Asiye hanım beni sakinleştirmek ister gibi saçlarımı okşamaya başladı.
"Bak Duru erkeklerden hoşlanmadığını biliyorum tatlım ama Karan Bey sana zarar vermez, buraya gelmeden önce ne yaşadığını bilmiyorum ama tahmin edebiliyorum ve aynı şeyleri yaşamana izin vermem güzelim, tamam mı?"
"Ayrıca biliyorsun ki bir kaç ay sonra on sekiz oluyorsun, o zaman seni istesemde burda tutamam eğer gidersen Karan Bey seni korur."
O adamla gitmek istemiyordum ama Asiye Hanım haklıydı birkaç ay sonra burdan gitmem gerekicekti ve benim gidicek bir yerim bile yoktu. Hem adam kuzenim olduğunu söylüyordu belki de korkmaya gerek yoktu.
"Hadi gel eşyalarını toparlayalım." Başımı olumlu anlamda sallayıp ayağa kalktım. Zaten o kadar az eşyam vardı ki sırt çantama koydum üstüme ceketimi geçirdim. Altımda taytım vardı tek ayakkabım olan spor ayakkabılarımın bağcığını sıkıca bağlayıp Asiye Hanımla odasını gitmeye başladık.

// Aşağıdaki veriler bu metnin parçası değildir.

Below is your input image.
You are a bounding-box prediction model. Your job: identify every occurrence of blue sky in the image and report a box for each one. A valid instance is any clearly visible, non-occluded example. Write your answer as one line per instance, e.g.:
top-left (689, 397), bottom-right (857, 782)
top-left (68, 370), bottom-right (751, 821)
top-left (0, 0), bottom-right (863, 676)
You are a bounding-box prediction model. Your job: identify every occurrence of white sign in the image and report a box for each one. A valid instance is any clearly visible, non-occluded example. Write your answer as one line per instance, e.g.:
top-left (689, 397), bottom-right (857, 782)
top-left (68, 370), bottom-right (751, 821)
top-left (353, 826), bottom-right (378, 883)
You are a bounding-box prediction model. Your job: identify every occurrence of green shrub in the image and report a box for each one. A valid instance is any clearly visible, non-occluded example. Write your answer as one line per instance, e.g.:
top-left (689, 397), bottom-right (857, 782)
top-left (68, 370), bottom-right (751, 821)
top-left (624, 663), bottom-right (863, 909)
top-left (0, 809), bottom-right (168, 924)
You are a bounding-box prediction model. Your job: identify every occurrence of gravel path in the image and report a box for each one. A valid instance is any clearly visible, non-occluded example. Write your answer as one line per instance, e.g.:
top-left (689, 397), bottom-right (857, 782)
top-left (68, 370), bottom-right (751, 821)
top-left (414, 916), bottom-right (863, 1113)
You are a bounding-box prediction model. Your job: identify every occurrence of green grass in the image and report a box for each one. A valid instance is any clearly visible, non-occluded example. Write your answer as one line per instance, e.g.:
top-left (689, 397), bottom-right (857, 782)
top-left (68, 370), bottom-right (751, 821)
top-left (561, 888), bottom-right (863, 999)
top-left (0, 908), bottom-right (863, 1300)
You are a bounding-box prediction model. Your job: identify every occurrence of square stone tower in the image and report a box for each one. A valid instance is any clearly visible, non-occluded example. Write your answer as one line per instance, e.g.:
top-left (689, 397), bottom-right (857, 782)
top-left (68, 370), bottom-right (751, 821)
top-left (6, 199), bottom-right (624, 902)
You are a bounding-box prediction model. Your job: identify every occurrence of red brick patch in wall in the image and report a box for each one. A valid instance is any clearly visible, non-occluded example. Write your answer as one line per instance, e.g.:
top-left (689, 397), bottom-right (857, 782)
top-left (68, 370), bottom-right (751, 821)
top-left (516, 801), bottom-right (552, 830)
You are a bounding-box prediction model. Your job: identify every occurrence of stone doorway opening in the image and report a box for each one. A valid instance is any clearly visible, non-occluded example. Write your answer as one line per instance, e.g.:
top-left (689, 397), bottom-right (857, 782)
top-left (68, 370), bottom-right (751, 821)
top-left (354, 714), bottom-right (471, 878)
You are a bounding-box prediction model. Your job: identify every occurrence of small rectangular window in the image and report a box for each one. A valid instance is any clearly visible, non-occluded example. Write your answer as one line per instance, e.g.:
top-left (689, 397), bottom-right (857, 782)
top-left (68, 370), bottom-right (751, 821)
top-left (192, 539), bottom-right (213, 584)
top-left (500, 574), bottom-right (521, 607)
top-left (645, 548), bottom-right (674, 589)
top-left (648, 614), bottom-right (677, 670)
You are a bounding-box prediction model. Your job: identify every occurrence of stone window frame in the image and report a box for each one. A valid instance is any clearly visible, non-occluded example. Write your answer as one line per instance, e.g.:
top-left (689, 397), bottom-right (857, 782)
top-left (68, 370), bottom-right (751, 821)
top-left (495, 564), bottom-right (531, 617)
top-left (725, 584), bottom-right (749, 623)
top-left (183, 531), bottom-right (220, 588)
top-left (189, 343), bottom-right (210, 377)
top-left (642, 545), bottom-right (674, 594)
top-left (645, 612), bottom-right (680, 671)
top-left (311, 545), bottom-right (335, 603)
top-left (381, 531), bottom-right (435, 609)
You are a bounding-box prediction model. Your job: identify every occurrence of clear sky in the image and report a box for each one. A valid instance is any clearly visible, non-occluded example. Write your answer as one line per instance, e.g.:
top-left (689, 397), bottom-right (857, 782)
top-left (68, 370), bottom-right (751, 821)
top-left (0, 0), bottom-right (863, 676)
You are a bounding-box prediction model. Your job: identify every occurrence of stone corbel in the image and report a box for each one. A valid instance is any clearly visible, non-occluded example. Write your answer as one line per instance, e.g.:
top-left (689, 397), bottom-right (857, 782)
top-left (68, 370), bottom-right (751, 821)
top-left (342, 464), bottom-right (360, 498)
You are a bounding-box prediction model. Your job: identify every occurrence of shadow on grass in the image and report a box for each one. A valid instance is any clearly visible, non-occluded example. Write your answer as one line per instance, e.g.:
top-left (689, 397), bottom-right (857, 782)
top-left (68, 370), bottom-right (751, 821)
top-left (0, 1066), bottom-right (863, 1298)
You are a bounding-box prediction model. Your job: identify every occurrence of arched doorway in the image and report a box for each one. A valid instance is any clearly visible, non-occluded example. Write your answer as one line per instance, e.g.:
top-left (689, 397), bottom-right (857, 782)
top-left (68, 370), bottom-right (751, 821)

Odaya her yaklaştığımızda kalbim sanki mümkünmüş gibi daha da hızlanıyordu. Stres, korku ve heyecan damarlarımda geziniyordu. Tırnaklarımı avuç içime bastırırken başım önümde odadan içeriye girdim.
"Kusura bakmayın Karan Bey biraz uzun sürdü."
Asiye Hanımın sesini ilk defa titrerken duymuştum. O genelde kendinden emin konuşurdu. Kaşlarım bu durumla çaltılırken, bakışlarının bende olduğunu hissettim yinede başımı kaldırmadım.
En sonunda dayanamayıp bakışlarımı ayaklarımdan çekip ona baktım. Ciddi bir ifadeyle bana bakıyordu gözlerinde hiçbir duygu yoktu kaşları çatıktı. Açıkçası biraz korkutucu duruyordu. Bu durum beni iyice gererken yerimde rahatsızca kıpırdandım.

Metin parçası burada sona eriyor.